ONE MONTH LATER.
It was about four o'clock in the afternoon. The rays of the sun, falling more and more obliquely, were gradually lengthening the shadows of the trees; the birds were flying to their roosts, and nestling as they could under the foliage, with deafening cries and pipings. A few bands of prairie wolves were showing themselves here and there, snuffing the breeze, and preparing for their nocturnal chase among the tall grasses. At intervals, the lofty antlers of elks and antelopes were suddenly rising from amidst the herbage, the animals quickly throwing back their heads, and commencing a giddy flight into the distance. The sun, close on the verge of the horizon, looked like a globe of red fire behind the trunks of the stately trees. Everything announced the rapid approach of night.
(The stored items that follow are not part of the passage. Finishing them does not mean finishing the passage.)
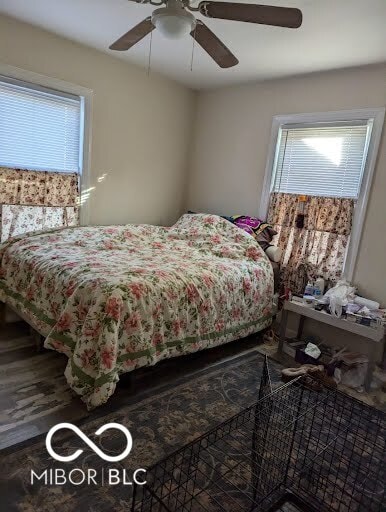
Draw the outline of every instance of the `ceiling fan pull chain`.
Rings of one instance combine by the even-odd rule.
[[[147,76],[150,75],[150,66],[151,66],[151,48],[153,42],[153,31],[150,32],[150,44],[149,44],[149,60],[147,62]]]
[[[196,29],[197,29],[197,25],[194,27],[194,32],[193,32],[193,46],[192,46],[192,57],[190,59],[190,71],[193,71],[194,47],[196,45]]]

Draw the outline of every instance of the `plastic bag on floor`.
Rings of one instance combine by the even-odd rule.
[[[335,368],[336,382],[362,392],[369,364],[368,358],[356,352],[344,352],[339,354],[337,360],[340,367]]]

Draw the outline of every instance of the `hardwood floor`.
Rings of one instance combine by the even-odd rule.
[[[0,332],[0,449],[43,434],[56,423],[76,423],[140,400],[159,386],[256,350],[261,339],[251,336],[125,374],[109,402],[88,412],[63,375],[67,358],[45,349],[38,352],[24,322],[7,324]]]
[[[64,377],[67,358],[50,350],[38,352],[36,340],[24,322],[7,324],[0,330],[0,450],[44,434],[59,422],[77,423],[108,414],[128,402],[151,396],[164,385],[254,350],[284,366],[294,366],[288,357],[278,359],[276,345],[263,344],[260,333],[124,374],[108,403],[88,412]],[[386,394],[381,390],[367,394],[342,387],[342,391],[385,410]]]

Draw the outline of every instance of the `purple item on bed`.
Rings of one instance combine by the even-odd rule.
[[[244,229],[251,235],[263,224],[260,219],[256,217],[249,217],[248,215],[234,215],[232,217],[233,223],[241,229]]]
[[[250,217],[249,215],[234,215],[231,218],[233,224],[254,236],[258,242],[270,242],[276,235],[276,231],[273,229],[271,224],[257,219],[256,217]]]

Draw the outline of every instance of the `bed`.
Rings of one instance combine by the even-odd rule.
[[[119,375],[244,338],[271,323],[273,271],[248,233],[216,215],[172,227],[64,228],[0,245],[0,301],[66,354],[89,409]]]

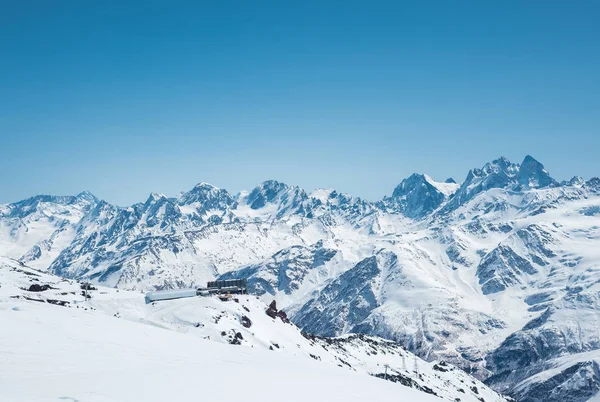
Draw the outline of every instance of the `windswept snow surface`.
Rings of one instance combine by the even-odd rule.
[[[72,308],[3,303],[0,322],[6,402],[439,400],[309,359]]]
[[[250,401],[504,401],[390,341],[302,334],[253,296],[146,304],[139,292],[83,292],[82,283],[6,258],[0,284],[2,401],[216,400],[231,384]]]

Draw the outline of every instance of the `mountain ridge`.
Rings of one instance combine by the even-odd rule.
[[[391,339],[509,395],[600,345],[600,179],[558,183],[530,156],[460,184],[413,174],[378,202],[274,180],[128,207],[38,197],[0,206],[3,254],[124,289],[246,278],[309,332]],[[528,397],[546,388],[528,383]]]

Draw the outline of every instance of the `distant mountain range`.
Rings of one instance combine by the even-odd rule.
[[[0,206],[0,255],[123,289],[247,278],[306,332],[395,340],[519,401],[600,389],[600,179],[559,183],[531,156],[460,184],[413,174],[378,202],[277,181],[125,208],[39,195]]]

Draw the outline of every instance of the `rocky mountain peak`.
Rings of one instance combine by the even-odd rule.
[[[235,208],[237,203],[227,190],[217,188],[209,183],[199,183],[178,199],[179,205],[197,204],[200,210]]]
[[[75,196],[75,198],[77,198],[80,201],[86,201],[90,204],[94,204],[99,201],[98,197],[96,197],[94,194],[90,193],[89,191],[82,191],[79,194],[77,194]]]
[[[571,180],[564,184],[568,184],[569,186],[582,187],[585,185],[585,180],[581,176],[574,176]]]
[[[447,204],[447,208],[454,209],[483,191],[517,184],[519,167],[518,164],[512,163],[507,158],[500,157],[486,163],[481,169],[470,170],[454,198]]]
[[[276,180],[267,180],[256,186],[250,194],[246,203],[252,209],[264,207],[267,203],[273,202],[282,192],[289,188],[287,184]]]
[[[394,189],[386,201],[388,207],[409,218],[421,218],[437,209],[446,195],[428,176],[414,173]]]
[[[556,180],[544,169],[544,165],[527,155],[519,167],[517,180],[520,184],[532,187],[548,187],[557,184]]]

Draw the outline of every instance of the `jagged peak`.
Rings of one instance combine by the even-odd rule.
[[[413,173],[408,178],[402,180],[394,190],[394,193],[396,193],[397,196],[399,193],[402,194],[406,191],[412,191],[416,187],[423,185],[429,190],[443,193],[446,196],[453,194],[458,189],[456,182],[439,182],[428,174]],[[398,190],[398,192],[396,192],[396,190]],[[394,197],[394,195],[392,195],[392,197]]]
[[[257,189],[265,189],[265,190],[273,190],[273,191],[279,192],[281,190],[285,190],[290,187],[292,187],[292,186],[289,186],[278,180],[271,179],[271,180],[265,180],[265,181],[259,183],[256,187],[254,187],[253,191],[257,190]]]
[[[569,180],[565,184],[569,184],[570,186],[575,186],[575,187],[581,187],[581,186],[585,185],[585,179],[581,176],[573,176],[573,178],[571,178],[571,180]]]
[[[517,178],[519,184],[528,187],[548,187],[556,185],[557,182],[539,161],[531,155],[525,156],[523,163],[519,167]]]
[[[98,202],[98,197],[96,197],[94,194],[92,194],[91,192],[89,192],[87,190],[80,192],[79,194],[77,194],[75,196],[75,198],[78,198],[80,200],[90,201],[90,202]]]
[[[485,165],[483,165],[481,171],[484,174],[493,174],[499,172],[506,172],[507,174],[516,174],[518,168],[518,164],[512,163],[508,158],[501,156],[498,159],[494,159],[491,162],[487,162]]]
[[[540,163],[537,159],[535,159],[533,156],[531,155],[525,155],[525,158],[523,158],[523,164],[524,163]]]
[[[167,196],[161,193],[150,193],[145,204],[153,204],[157,201],[168,200]]]
[[[337,191],[332,188],[316,188],[308,196],[326,204],[330,198],[335,198],[337,194]]]
[[[33,197],[26,198],[21,201],[17,201],[12,204],[8,204],[11,208],[23,208],[26,207],[30,210],[37,208],[40,204],[58,204],[58,205],[73,205],[78,204],[82,201],[87,202],[89,205],[93,205],[99,202],[93,194],[84,191],[77,195],[49,195],[49,194],[38,194]],[[85,205],[88,207],[89,205]]]
[[[452,177],[448,177],[446,180],[444,180],[444,183],[446,183],[446,184],[458,184],[458,183],[456,183],[456,180],[454,180]]]
[[[423,185],[430,190],[439,191],[435,186],[436,183],[437,182],[435,180],[426,174],[413,173],[396,186],[394,192],[392,193],[392,198],[404,197],[408,192],[411,192],[417,187]]]
[[[284,194],[289,193],[287,196]],[[258,186],[248,194],[246,203],[252,209],[259,209],[264,207],[267,203],[273,202],[280,197],[299,196],[301,198],[308,198],[306,192],[298,186],[289,186],[285,183],[277,180],[266,180],[260,183]]]
[[[181,194],[176,203],[178,205],[189,205],[199,203],[203,208],[224,209],[236,205],[236,200],[225,189],[220,189],[210,183],[198,183],[187,193]]]
[[[501,156],[491,162],[486,162],[481,168],[474,168],[469,170],[467,178],[463,185],[468,185],[475,177],[485,177],[495,174],[505,174],[506,176],[516,176],[520,165],[512,163],[508,158]]]
[[[589,186],[589,187],[600,189],[600,178],[598,178],[598,177],[592,177],[591,179],[589,179],[586,182],[586,185]]]
[[[422,218],[437,209],[447,196],[456,191],[455,187],[454,184],[438,183],[425,174],[413,173],[402,180],[383,203],[409,218]]]
[[[499,165],[499,166],[510,166],[510,165],[512,165],[512,164],[513,164],[513,163],[510,161],[510,159],[508,159],[508,158],[507,158],[507,157],[505,157],[505,156],[501,156],[501,157],[499,157],[498,159],[494,159],[494,160],[492,161],[492,163],[493,163],[494,165]]]
[[[192,191],[194,191],[194,190],[196,190],[196,191],[197,190],[203,190],[203,191],[206,191],[206,190],[219,190],[219,188],[216,187],[216,186],[214,186],[214,185],[212,185],[212,184],[210,184],[210,183],[202,181],[202,182],[196,184],[194,186],[194,188],[192,188]]]

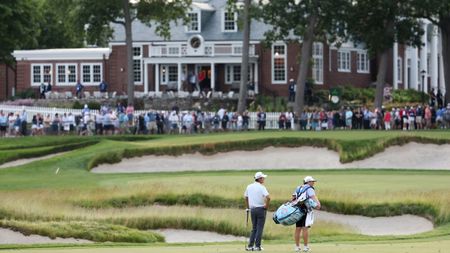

In the virgin forest, about two hundred miles from the presidio of San Lucar, where the last terrible episodes of our story occurred, and in the centre of a vast clearing, two men, habited like the Mexican gambucinos, were sitting on buffalo skulls, beside a clear fire which gave forth no smoke. They were Don Estevan Diaz the mayor domo, and Luciano Pedralva the capataz. They held their rifles across their knees, ready for an emergency, and smoked their maize pajillos in silence. Several peones and arrieros were lying about a few paces off, and baggage mules were greedily munching the rations of Indian corn laid on mats before them. Eight or ten horses were tethered, to prevent their straying, close to a jacal (hut) of branches, the entrance to which was closed with a zarapé. A peon, standing motionless with cocked rifle on the borders of a little brook which meandered round the extremity of the clearing, watched over the common safety.
It was easy to perceive, from the fragments of all sorts which littered the ground, whence every vestige of grass had disappeared, and from the quarters of venison suspended from the boughs of a mahogany tree, that the encampment we have described was not one of those temporary resting places which the backwoodsmen choose for a night and quit at sunrise, but one of those more substantial camps which the hunters often establish as places of rendezvous for the trapping season.
The zarapé at the entrance to the jacal was lifted, and Don Pedro made his appearance on the scene. His features were pale, his expression was sad and pensive. He looked carefully around, went up to the two men seated by the fire, and spoke: "No news as yet?"
"None whatever," replied Don Estevan.
"This absence is incomprehensible; Don Fernando has never before stayed away from us so long."
"True," said the capataz; "it is more than thirty hours since he left us. Pray God, no misfortune may have happened."
"No," answered Don Estevan; "Don Fernando is too well acquainted with the desert to incur much danger."